Kogel Mogel whisk, £15 from Clippings.com. Nylon loops in teardrop formation cage a loose silicon ball. When whipped, the stiff coils and rebounding interior pellet fold air through liquids and cream.
So you can dish out one hell of a beating.
Perhaps due to some repressed trauma, I’m a big fan of simple, repetitive motions. Shining shoes, sharpening pencils, fiddling a tax return – any activity that bypasses the brain, soothes the savage breast. It’s why I like cooking, which offers many opportunities – peeling, shelling, kneading (AKA the bits other people hate).
But the best is whisking. I love the vigour of it; transforming densities, the race against lactic acid creeping up the arm. I wanted to call this column Whisk Analyst, but it was felt that a weekly review of whisks was “too niche”. So, I understand not everyone shares my passion. And if everyone did, maybe I wouldn’t? Mmm. Deep.
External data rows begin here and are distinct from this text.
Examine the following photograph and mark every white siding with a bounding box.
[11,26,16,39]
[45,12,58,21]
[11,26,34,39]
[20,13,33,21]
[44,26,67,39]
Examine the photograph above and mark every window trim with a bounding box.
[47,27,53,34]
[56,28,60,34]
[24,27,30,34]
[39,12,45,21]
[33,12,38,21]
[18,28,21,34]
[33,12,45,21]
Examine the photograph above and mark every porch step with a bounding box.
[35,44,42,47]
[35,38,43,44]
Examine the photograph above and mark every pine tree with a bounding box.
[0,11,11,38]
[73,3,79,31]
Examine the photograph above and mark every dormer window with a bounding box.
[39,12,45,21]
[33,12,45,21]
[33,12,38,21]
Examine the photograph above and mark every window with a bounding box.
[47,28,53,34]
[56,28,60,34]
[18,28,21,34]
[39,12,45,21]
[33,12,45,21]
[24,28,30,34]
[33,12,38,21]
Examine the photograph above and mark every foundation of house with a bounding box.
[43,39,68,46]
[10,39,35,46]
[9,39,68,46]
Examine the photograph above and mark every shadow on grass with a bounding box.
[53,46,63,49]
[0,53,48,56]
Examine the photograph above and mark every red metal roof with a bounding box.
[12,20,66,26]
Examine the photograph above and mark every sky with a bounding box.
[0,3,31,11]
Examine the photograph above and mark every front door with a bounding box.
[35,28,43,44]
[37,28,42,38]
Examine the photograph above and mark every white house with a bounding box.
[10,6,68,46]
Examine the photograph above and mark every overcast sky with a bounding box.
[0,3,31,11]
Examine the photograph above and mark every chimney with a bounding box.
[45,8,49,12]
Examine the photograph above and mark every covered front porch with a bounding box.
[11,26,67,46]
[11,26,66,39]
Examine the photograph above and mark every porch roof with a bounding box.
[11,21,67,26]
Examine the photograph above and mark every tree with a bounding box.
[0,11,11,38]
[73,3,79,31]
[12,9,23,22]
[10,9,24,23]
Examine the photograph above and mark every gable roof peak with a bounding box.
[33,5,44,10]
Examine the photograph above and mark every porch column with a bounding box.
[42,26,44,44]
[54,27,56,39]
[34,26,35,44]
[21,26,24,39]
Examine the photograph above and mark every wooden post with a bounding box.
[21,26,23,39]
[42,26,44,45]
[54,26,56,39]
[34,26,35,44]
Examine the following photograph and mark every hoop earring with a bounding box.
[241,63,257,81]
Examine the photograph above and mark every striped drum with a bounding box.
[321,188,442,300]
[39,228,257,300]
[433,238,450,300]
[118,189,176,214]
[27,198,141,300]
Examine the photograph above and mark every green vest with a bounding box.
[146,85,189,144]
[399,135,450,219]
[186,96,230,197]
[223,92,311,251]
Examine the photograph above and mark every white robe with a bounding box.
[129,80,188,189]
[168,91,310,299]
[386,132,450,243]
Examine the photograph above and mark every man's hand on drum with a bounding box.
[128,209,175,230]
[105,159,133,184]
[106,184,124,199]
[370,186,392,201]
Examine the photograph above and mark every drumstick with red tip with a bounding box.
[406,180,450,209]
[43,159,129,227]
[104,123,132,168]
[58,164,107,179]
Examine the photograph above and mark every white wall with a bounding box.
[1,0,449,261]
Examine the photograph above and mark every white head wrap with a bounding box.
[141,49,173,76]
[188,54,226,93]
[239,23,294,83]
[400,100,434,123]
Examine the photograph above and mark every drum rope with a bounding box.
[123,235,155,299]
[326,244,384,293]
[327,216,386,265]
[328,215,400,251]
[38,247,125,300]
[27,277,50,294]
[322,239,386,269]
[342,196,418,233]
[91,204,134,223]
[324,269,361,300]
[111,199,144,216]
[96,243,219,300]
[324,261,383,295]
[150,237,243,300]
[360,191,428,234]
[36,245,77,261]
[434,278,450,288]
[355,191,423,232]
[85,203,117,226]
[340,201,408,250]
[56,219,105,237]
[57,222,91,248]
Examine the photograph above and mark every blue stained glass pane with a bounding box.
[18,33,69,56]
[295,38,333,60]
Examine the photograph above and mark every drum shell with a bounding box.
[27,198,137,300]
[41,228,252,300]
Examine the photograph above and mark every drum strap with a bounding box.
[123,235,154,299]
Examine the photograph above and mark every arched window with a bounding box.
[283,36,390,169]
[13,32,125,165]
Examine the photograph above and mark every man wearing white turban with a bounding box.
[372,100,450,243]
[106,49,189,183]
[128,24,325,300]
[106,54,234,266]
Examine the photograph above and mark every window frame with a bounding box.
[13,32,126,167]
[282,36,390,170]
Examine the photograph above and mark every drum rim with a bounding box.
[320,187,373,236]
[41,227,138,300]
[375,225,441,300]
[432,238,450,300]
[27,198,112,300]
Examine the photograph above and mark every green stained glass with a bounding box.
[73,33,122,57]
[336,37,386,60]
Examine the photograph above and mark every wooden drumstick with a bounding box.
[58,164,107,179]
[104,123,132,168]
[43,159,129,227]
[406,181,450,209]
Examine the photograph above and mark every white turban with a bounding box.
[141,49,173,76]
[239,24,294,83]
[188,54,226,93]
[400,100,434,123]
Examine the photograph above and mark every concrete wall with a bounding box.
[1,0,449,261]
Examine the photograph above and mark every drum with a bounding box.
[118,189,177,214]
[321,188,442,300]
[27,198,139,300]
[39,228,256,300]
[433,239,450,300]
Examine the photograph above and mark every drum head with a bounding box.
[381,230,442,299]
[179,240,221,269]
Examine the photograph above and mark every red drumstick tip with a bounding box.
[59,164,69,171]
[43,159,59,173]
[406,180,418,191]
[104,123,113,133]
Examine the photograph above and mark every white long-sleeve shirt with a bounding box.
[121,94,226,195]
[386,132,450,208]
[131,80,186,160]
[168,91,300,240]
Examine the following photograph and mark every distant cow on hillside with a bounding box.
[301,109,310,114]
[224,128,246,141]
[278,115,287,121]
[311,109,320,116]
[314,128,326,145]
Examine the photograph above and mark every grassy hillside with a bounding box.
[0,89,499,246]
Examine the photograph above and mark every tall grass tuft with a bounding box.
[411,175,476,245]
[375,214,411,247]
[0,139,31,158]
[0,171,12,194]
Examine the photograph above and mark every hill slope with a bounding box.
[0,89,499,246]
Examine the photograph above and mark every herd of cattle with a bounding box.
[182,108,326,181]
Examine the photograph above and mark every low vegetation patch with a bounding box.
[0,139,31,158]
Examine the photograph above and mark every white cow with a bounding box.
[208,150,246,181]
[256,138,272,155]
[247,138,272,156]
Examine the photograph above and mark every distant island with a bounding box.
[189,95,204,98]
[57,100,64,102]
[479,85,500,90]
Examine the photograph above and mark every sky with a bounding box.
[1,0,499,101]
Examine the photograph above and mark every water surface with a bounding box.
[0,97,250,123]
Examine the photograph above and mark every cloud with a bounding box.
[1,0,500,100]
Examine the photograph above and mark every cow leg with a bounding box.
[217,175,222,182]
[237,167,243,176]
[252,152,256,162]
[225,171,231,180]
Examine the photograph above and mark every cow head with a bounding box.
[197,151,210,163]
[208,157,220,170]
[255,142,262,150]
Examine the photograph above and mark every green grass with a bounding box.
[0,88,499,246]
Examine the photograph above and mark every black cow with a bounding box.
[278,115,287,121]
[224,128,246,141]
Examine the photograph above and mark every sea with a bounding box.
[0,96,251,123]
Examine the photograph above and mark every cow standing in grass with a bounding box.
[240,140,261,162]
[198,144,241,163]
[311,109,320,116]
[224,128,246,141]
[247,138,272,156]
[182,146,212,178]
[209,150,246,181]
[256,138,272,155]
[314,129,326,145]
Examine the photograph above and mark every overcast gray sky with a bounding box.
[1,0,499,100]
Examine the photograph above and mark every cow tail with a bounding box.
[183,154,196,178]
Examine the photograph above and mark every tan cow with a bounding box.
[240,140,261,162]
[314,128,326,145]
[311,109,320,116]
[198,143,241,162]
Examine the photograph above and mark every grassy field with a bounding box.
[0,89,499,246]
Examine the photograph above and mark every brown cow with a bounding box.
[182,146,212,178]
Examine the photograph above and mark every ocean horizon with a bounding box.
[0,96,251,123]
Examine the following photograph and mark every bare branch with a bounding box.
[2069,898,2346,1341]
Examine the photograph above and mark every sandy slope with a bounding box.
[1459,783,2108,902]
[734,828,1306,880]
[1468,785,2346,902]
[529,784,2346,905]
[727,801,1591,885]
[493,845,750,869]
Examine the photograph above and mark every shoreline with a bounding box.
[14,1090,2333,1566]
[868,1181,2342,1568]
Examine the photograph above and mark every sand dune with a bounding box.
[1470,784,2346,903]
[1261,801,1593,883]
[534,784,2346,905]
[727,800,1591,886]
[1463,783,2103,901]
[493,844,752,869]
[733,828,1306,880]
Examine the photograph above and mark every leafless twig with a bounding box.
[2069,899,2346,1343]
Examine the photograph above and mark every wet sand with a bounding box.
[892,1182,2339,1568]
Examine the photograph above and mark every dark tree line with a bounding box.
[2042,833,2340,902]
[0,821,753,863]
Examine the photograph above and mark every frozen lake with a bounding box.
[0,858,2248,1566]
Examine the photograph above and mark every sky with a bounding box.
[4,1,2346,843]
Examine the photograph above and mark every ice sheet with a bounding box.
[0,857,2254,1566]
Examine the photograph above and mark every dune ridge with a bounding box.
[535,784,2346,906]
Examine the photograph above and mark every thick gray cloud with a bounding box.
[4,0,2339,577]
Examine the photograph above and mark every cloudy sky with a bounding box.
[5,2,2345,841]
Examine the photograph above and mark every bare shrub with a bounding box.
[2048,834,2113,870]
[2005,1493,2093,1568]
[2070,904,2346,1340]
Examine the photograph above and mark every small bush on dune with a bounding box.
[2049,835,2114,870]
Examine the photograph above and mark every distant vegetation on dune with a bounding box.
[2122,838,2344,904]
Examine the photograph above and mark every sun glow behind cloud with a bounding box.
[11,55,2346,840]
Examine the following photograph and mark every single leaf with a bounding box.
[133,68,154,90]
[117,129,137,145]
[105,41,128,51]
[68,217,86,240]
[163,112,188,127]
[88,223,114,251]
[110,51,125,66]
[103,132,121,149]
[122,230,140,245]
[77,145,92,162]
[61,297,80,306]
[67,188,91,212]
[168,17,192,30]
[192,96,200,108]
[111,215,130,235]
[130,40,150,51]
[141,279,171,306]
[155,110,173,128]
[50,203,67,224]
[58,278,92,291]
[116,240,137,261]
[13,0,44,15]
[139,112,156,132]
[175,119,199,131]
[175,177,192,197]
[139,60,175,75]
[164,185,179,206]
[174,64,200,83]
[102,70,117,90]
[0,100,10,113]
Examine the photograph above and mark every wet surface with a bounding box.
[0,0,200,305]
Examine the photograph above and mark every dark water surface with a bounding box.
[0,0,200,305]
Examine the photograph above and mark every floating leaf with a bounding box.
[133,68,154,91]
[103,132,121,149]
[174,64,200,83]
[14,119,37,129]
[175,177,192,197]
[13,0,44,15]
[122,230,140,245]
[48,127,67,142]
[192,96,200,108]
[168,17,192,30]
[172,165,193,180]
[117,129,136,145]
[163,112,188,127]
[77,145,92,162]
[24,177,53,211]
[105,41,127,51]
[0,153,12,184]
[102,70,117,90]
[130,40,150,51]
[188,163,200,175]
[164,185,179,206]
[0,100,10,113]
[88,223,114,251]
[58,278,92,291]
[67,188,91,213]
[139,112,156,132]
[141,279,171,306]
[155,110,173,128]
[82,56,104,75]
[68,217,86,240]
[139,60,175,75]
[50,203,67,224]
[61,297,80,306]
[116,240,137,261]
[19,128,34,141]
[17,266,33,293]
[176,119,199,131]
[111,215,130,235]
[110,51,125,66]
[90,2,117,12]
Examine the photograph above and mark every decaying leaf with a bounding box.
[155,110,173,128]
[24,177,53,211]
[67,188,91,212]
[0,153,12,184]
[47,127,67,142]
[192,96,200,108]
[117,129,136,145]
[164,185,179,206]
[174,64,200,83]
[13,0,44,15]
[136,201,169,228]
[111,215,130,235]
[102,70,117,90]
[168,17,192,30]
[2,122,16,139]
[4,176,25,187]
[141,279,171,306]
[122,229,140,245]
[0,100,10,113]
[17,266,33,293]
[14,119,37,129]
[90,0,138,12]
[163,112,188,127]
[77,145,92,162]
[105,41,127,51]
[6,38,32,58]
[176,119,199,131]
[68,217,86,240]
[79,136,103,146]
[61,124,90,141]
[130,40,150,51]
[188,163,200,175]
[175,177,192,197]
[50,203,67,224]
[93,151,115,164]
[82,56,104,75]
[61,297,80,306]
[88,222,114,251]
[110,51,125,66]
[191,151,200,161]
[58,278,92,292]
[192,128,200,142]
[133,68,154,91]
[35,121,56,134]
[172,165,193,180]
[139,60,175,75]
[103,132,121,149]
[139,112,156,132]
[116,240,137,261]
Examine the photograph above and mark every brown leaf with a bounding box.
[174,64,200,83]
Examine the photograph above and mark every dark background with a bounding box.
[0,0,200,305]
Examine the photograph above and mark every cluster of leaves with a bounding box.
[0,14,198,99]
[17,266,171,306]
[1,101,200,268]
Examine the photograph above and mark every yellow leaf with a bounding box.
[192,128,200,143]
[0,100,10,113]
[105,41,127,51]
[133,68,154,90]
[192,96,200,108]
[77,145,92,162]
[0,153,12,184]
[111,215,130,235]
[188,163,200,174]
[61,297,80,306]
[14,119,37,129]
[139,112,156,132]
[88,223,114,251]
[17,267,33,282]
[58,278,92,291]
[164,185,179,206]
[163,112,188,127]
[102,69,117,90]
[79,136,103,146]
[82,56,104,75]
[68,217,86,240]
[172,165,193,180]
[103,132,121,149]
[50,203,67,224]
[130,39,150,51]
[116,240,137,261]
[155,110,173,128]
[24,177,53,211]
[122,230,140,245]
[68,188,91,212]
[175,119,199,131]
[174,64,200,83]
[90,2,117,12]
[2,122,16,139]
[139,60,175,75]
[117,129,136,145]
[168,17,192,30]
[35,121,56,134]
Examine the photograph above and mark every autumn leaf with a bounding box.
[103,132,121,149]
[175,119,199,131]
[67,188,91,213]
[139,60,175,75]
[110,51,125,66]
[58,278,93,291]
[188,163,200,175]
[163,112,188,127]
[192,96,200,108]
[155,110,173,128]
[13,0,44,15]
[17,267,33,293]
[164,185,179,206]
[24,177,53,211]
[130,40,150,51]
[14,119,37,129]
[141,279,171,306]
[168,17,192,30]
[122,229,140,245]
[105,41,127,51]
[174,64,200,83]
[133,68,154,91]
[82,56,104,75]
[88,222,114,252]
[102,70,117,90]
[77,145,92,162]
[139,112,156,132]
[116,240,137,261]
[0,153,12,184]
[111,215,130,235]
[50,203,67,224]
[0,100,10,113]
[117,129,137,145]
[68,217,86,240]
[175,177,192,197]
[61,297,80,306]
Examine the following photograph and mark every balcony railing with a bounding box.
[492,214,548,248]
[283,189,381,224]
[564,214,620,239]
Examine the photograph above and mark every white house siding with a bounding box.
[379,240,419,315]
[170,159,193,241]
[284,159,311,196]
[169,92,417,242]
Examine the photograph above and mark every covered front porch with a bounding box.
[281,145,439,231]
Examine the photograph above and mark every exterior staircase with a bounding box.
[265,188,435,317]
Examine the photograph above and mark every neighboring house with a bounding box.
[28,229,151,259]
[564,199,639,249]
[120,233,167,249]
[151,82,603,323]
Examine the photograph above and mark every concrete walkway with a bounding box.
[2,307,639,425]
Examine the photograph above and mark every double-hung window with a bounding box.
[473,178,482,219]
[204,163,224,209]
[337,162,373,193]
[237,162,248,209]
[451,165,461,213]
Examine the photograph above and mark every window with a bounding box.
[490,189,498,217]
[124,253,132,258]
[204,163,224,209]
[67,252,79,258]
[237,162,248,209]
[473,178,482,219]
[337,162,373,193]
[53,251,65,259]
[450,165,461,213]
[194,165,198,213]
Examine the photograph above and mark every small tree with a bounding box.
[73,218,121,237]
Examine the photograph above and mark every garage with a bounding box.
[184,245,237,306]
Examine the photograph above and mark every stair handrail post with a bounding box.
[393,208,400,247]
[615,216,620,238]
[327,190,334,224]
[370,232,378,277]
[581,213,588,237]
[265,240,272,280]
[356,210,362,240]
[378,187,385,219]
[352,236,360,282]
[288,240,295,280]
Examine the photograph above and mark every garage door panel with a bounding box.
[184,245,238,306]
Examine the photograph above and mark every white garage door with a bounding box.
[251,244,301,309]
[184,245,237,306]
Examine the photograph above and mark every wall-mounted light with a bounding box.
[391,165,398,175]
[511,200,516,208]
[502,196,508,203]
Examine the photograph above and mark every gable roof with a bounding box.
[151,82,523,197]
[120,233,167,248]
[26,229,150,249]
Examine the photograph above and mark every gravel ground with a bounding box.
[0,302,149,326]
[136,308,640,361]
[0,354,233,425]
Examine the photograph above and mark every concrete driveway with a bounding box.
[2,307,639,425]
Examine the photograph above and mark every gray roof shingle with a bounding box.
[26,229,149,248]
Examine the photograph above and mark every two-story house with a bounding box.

Which brings me to Kogel Mogel, a strange name for a whisk. Sounds like it might have something to do with kegels; but if you use this thing to strengthen your pelvic floor, I have nothing but admiration and disgust for you. It’s actually named after a Yiddish folk dessert, popular during communism, so chuck that on the pile of reasons I love it. It’s big. At first glance, it looks like a box of circus equipment; closer, a circuit of screwball scramble. Where is that purple ball from? Has it been prised out of a dishwasher tablet? Maybe it’s the mythical national lottery Thunderball – I never clearly understood what that was. The mixing basin rests on a rubber ring and can be angled any way. It’s stable enough to whisk one-handed, freeing your other hand to update social media, or whatever hands are for now. Thicker batters did get clogged in the architecture, but no whisk is a one-size-fits-all. The brushed steel bowl is usefully large and the reverberating ball adds satisfying oomph in the stroke. It claims to speed whisking by 30%, a conveniently round number. Anyone can just throw out figures. For instance, I’m 41.9% happier with Kogel in my life. It’s quality whisk-y, neat.
A circular window on the bowl means the whisk can be nicely stowed, but compromises its bowl-ness. You need a hole in a bowl like you need a hole in the head.
Counter, drawer, back of the cupboard?